Provincial union leaders have long argued that Alberta's labour laws put obstacles in the way of legitimate unions trying to organize
workers. Employers can use loopholes in the law to threaten and intimidate workers, refuse to bargain with the union, and employ
"But the dummy or 'rat' union," Barrett points out, "comes into the workplace with the full cooperation of the boss. Workers are
encouraged to sign up, and the employer will either help the 'union' win the certification vote or offer 'voluntary recognition', eliminating the
need for a vote by the employees.
"This is a sweet deal for both the dummy union and the employer. The former gets the exclusive right to represent employees and collect
dues. That latter gets a union that is compliant - that doesn't bargain hard for its members or protect their rights under the contract."
Barrett says the AFL sees these dummy unions appearing in Alberta on a regular basis: "Whether they call themselves unions or
'associations', the basic story is always the same. These are unions in name only. Their real purpose isn't to represent their members
but rather to accommodate the employer. The Labour Relations Code is supposed to bar company unions, but here, as in so many
other cases, the law does a very poor job of protecting workers' rights."

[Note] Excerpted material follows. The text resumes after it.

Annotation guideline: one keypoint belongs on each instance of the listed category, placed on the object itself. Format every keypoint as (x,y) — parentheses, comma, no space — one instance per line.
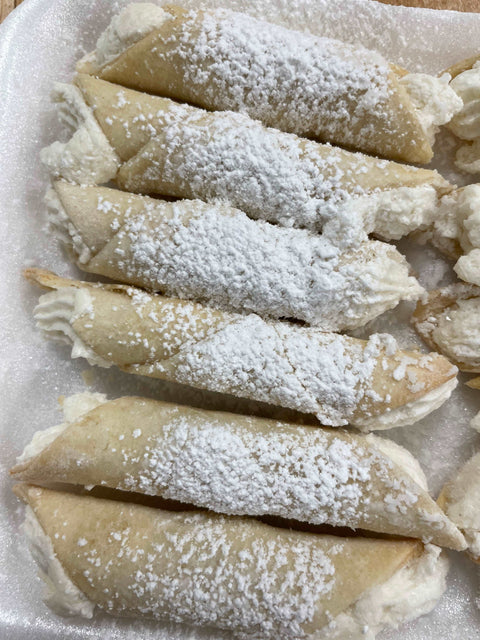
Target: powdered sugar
(214,253)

Barrett points out that straightforward company unions are only a part of the problem: "We also have to contend with groups like CLAC
(the Christian Labour Alliance of Canada). CLAC isn't a company union, but we think it does much the same thing, even though the
Alberta Labour Relations Board has ruled that it's a bona fide trade union.
"The majority of CLAC's members in Alberta come from workplaces certified through voluntary recognition. That means that nobody in
these workplaces ever voted to certify CLAC as the union - nobody except CLAC itself and the employer that is. There's nothing wrong
with voluntary recognition per se, it's provided for in the Labour Relations Code, and it allows union-friendly employers to accommodate
workers desire for union representation without going through the adversarial certification process. But when a union relies on voluntary
certifications to the extent that CLAC does, when more than half a union's members come from deals negotiated with employers rather
than from a democratic vote, it does tend to make you suspicious."
There are good reasons why employers might want to see CLAC be the union certified in their workplaces. For one thing, CLAC's
'philosophy' practically guarantees that the employer doesn't have to worry about employees taking strike action. While CLAC doesn't
absolutely rule out the possibility that a local may take strike action, it almost never happens, and the union's reluctance to strike is well
known to employers. As well, CLAC frequently negotiates 'no-strike' contracts in which local unions effectively give up the right to strike.
"Nobody likes strikes," says Barrett, "and unions don't choose the strike option lightly, but giving up the right to strike unilaterally means
depriving your members of an important piece of economic leverage. A union that has the right to strike and is really trying to represent
its members would be slow to use the strike weapon, but even slower to abandon it entirely.
"What are we to make of a self-styled 'bona fide trade union' that gets half of its members in the province of Alberta from one voluntary
recognition - from Save-On Foods - and then signs a no-strike contract with that employer."
Barrett says it's time for the labour movement in Alberta to take a stand against dummy unions. "We'll be talking to our affiliates and to
the Canadian Labour Congress about this issue. We have to educate our members and the public about the problem, and we have to
be prepared to confront dummy unions wherever and whenever they appear."